I put together my own stereo speakers from raw wood and tweeters, woofers and used glue and nails to put together some awesome speakers that I then connected to my stereo system. Back then, when I had access to my parent's garage, I turned it into a Cobra Club where I put a piano a desk astronomy posters, magazines and books and random furniture and rugs and tables found at thrift stores. The only thing new in that garage were the light bulbs, the throw rugs and the assorted magazines and records that me and my friend, K. T. , spending much of our time playing music on guitar and piano and recording our music on cassette recorders bought at Radio Shack. They were called 'Realistic' They were mono recorders with a built - in microphone and a portal for a wired omni-directional or bi-directional microphone.

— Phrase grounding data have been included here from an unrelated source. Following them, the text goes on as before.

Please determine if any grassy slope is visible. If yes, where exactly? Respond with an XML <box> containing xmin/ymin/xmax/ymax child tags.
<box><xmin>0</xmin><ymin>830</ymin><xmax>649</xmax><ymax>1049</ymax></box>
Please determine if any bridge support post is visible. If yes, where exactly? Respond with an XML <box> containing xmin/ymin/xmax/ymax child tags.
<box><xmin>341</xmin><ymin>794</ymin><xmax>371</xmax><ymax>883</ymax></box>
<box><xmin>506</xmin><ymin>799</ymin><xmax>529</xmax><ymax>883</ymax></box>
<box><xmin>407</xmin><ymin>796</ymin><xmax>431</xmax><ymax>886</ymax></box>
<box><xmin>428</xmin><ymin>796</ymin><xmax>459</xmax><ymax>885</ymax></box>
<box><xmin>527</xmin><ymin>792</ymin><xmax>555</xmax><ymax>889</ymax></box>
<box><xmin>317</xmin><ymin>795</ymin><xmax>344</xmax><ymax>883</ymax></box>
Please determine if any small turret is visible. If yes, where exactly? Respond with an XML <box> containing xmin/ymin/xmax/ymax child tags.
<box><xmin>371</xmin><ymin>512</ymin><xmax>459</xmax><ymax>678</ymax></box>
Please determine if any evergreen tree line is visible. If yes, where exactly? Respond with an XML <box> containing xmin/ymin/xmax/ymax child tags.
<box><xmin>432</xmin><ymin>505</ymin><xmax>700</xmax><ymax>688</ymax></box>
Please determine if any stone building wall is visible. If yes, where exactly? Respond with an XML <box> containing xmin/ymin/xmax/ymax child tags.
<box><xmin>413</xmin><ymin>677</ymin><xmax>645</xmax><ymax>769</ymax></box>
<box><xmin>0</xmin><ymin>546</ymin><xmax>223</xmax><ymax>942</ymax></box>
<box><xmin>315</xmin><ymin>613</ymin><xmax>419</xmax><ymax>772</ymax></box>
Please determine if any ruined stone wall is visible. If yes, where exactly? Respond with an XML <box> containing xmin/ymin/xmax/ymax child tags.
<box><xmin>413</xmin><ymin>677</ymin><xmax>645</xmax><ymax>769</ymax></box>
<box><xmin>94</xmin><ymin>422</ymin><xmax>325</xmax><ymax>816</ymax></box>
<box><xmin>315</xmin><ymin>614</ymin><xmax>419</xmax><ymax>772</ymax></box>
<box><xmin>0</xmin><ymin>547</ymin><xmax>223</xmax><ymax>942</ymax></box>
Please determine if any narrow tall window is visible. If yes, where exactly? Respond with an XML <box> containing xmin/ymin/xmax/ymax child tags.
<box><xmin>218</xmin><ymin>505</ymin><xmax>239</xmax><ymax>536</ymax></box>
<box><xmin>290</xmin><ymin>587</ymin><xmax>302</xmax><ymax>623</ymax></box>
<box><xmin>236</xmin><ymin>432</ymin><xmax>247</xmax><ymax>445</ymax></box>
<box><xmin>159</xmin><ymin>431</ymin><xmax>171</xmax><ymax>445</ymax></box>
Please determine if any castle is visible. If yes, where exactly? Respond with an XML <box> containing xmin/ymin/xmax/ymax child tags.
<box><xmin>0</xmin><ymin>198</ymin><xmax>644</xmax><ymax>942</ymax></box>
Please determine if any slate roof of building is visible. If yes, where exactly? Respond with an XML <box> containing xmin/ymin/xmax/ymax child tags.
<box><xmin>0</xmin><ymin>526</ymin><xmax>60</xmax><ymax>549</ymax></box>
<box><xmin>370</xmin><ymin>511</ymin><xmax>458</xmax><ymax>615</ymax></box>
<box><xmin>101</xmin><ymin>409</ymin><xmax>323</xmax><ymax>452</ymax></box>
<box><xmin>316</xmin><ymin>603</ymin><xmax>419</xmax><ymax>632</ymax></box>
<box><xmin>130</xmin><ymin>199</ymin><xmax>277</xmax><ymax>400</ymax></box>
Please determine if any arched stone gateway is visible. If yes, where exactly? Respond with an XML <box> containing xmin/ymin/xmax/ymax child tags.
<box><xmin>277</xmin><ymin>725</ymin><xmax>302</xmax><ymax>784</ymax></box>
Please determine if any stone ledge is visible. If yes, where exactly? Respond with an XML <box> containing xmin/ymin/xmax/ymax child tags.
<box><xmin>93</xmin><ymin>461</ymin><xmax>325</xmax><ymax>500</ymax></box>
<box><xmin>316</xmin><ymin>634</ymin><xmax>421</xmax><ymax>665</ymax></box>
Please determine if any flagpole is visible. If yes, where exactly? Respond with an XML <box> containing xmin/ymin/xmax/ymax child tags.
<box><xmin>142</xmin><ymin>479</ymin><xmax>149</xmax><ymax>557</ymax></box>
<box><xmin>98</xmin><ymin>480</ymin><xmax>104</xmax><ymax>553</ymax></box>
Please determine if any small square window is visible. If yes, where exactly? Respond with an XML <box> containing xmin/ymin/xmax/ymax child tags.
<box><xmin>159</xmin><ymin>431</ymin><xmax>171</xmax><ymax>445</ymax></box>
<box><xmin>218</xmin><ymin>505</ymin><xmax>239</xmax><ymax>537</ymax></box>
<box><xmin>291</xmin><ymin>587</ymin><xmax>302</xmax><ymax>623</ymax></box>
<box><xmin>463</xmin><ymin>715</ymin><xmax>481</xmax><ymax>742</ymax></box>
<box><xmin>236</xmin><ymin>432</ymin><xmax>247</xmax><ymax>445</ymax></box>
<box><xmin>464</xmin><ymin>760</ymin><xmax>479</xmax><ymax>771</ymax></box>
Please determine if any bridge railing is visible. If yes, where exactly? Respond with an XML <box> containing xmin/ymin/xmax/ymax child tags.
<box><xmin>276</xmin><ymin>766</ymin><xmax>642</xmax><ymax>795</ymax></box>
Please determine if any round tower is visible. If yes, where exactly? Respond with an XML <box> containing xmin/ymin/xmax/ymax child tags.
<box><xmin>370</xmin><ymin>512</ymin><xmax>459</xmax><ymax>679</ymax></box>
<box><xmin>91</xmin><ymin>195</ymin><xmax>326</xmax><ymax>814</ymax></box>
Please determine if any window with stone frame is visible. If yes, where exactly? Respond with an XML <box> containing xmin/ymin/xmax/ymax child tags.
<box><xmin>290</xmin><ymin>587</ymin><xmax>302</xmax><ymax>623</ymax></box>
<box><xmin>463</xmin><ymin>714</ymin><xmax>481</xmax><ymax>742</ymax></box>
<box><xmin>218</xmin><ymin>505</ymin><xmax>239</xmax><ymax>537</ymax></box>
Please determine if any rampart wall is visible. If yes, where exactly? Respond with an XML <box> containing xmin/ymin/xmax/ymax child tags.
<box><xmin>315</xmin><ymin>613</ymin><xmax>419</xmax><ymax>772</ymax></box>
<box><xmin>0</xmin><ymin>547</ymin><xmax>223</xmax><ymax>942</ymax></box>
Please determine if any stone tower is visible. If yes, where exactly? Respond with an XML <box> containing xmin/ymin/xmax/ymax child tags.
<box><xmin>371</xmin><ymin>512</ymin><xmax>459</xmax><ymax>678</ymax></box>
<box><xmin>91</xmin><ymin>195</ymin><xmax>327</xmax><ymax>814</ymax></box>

I bought my first cell phone from Radio Shack when cell phones were just in the early stages of production and mass marketing.
I paid for a 2 year plan, with Sprint as my carrier and paid about 45 dollars each month. I also had a Pager, but it was a Southwestern Bell Telephone item. The cell phone was analog, not digital and it was heavy and had to be charged on a base system that plugged into the wall outlet at home using an AC-DC voltage adapter.
They had nifty pocket calculators, electronic organizers, LCD and LED clocks, Citizen Band Radios base units, with coax wire and antennas and wireless CB units as well as a selection of Car CB radios. Their car stereos and car speakers and wireless headphone AM/FM radios were all the rage back in those days. I had bought so many products from Radio Shack over the years that I won't even dare calculate the dollar amount I spent over the years. I must have spent more of my hared earned money working at the hardware store and the print shop and doing lawn work on the side that I could have bought a brand spanking new car!
So, I thought about it and came up with the idea that would save Radio Shack from going into extinction and that would simple be that Tandy did it the way the rest do it. Most of us know that Amazon is the place to buy things. Walmart is the only retail store I know that sells half of the stuff Radio Shack used to have in their stores. Now they do in fact have an online presence. That is the way to go for them and if they keep it up I think they will excel, even though they are losing at the retail end.
So, if it were my wish to be granted today it would be that Radio Shack became the king of the internet in sales and marketing. The things I used to buy there were good in quality and price with a few exceptions, the cheap stuff was not that great but the mid market items and high end stuff was top shelf in quality. Now I see stuff electronics catalogs like Crutchfield , and others, that sell only the high end stuff. Radio Shack was more of a local place for the average Joe. I was the prime purchaser of the things that Radio Shack had to sell for a person living on a tight budget but for a person who could walk into a store and get instant customer service, look at things on display and compare prices and end up buying one or two new items every single time. Satisfaction brought me back. There are not that many stores that are retail markets that produce the same type of customer satisfaction that Radio Shack gave to their customers.
So if they are to survive, they really need to remain online and do it the way the others are already doing it, letting people purchase the things they like at the click of a mouse. But I do miss the one-on-one friendly customer service that was one of the top reasons they were so successful when the heavy competition was not squeezing the life out of them through no fault of their own. Blockbuster also had their hay day period until the world as a whole went DIGITAL.